Los artistas, los poetas, los revolucionarios, los santos, los héroes. ¿Valdrá la pena rescatar esas categorías tan desgastadas, tan ultrajadas por los idearios sexistas, machistas, mercantilistas, publicistas, beatistas y fundamentalistas del momento? ¿No son acaso ellos los especialistas en escuchar voces? No las voces que vienen del cielo que se inventó Hollywood para Ben Hur y Los diez mandamientos, sino la voz que vibra en la luz de la parada 18, las que suenan fuera del vidrio de un carro en movimiento.
Son las voces del inconsciente, diría Freud. Los sicoanalistas cobran por escucharlas. Y es bueno que se pague, porque el que quiere azul celeste, pues que le cueste. Son las voces de los muertos que conviven con nosotros, (voces que no se van convenientemente cuando logramos “tranquilizarlas”, como en las películas banales de Night Shyamalan) o el ruido de la basura que escondimos cuando pusimos la tapa, las voces, los murmullos y secretos (un ruido es una voz que clama por el sonido de su liberación, por la nota que lo eleve a la cadencia justa, justiciera, de la poesía) de los depósitos clandestinos de minerales tóxicos, los cementerios de computadoras en los arrabales de China. Esas son las voces, los fluidos, las miasmas, los ruidos que se aparecen en los cuadros desbordados de Jackson Pollock, en los performances de Eduardo Alegría y Teresa Hernández, en los cuentos de Luis Negrón, en las parábolas alucinantes de Slavoj Zizek, en los “dondes” de Eduardo Lalo. Esa misma es la voz a la vez íntima y lejana para la que aguza su oído y extiende la mano Chaco Vargas Vidot, de eso se trata su llamado. Un poeta, un revolucionario, un salubrista: un oidor de voces.

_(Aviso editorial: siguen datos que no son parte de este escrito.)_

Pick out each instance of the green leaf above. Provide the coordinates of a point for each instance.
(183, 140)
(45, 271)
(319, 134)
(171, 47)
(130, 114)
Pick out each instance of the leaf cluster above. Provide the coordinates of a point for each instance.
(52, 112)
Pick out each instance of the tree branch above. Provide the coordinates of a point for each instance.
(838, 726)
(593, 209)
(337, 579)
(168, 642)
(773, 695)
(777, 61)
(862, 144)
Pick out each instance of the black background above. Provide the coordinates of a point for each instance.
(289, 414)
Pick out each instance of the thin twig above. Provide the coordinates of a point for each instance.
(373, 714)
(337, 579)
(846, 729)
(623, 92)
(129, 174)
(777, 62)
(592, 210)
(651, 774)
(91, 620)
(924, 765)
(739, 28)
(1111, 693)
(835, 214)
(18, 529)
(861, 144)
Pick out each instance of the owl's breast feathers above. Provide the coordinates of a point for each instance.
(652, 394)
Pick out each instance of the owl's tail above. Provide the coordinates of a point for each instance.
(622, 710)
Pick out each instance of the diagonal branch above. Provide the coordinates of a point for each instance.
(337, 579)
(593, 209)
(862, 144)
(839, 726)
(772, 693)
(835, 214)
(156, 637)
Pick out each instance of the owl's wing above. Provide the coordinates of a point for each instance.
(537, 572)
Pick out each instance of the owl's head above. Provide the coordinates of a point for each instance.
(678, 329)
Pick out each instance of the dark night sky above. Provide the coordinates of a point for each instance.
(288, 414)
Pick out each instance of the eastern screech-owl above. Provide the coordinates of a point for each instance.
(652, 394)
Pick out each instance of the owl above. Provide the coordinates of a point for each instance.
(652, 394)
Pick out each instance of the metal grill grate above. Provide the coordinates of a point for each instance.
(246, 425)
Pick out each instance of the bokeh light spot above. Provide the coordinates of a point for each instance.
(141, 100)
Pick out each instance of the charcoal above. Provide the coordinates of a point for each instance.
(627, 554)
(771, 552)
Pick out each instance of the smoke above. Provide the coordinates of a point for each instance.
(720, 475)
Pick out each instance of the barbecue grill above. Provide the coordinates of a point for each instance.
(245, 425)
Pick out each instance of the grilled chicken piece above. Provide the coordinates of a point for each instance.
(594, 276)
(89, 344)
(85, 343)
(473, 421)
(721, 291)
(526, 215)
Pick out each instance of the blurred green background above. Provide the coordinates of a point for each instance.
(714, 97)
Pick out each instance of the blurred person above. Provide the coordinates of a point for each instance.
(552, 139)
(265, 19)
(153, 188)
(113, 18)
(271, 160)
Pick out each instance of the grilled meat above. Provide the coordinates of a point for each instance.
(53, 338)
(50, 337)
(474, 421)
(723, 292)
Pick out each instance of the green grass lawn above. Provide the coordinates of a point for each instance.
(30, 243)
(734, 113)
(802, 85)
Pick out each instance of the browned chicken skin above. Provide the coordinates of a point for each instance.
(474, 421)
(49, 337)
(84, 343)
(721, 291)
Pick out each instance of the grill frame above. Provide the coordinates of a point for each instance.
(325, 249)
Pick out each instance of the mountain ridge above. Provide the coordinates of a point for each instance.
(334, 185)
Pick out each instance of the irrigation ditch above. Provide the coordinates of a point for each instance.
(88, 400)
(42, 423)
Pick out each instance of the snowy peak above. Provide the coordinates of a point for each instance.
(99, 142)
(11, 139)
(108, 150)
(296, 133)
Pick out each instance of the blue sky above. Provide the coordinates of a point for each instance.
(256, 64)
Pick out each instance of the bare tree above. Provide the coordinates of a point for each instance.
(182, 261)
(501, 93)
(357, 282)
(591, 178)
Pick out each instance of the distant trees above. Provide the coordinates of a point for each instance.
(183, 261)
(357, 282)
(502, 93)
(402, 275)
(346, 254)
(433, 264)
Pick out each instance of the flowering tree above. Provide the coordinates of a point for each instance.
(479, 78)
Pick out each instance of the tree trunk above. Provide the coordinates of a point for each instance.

“Me llaman desde allá”, dice el arranque de El llamado de Palés. ¿Desde dónde, Mr. Palés? ¿Desde la sala de emergencia del Metropolitano en Monacillos, desde el comedor escolar de la Cervantes en Bayamón, desde Abu Grahib, desde Londres, o desde debajo del puente elevado de la Baldorioty, donde, esta madrugada, unas batas blancas han llegado muy prestas y atentas a tomar el pulso, escuchar la respiración, sostener el hombro, y decirle al muchacho: suave, mano, el temblor se te va dentro de un rato. Si te vuelve, tómate esta pastilla, bro. Yo sé lo que ej eso, mano. Vine porque te estaba escuchando titiritar desde mi casa y me tenías loco, coño. Baja la voz, que me vas a romper la cabeza. Lo tengo aquí, pegao de la oreja. El médico me dijo, un oto-ri-no-larin-gó-logo, que lo que tengo es una cosa que se llama tinitus. Creo que es incurable. Se puede mejorar, pero el sonido nunca se va del todo. Es el sonido de la adicción, de la tuya, de la mía, de la NUESTRA, hipócrita lector, mi semejante, mi hermano.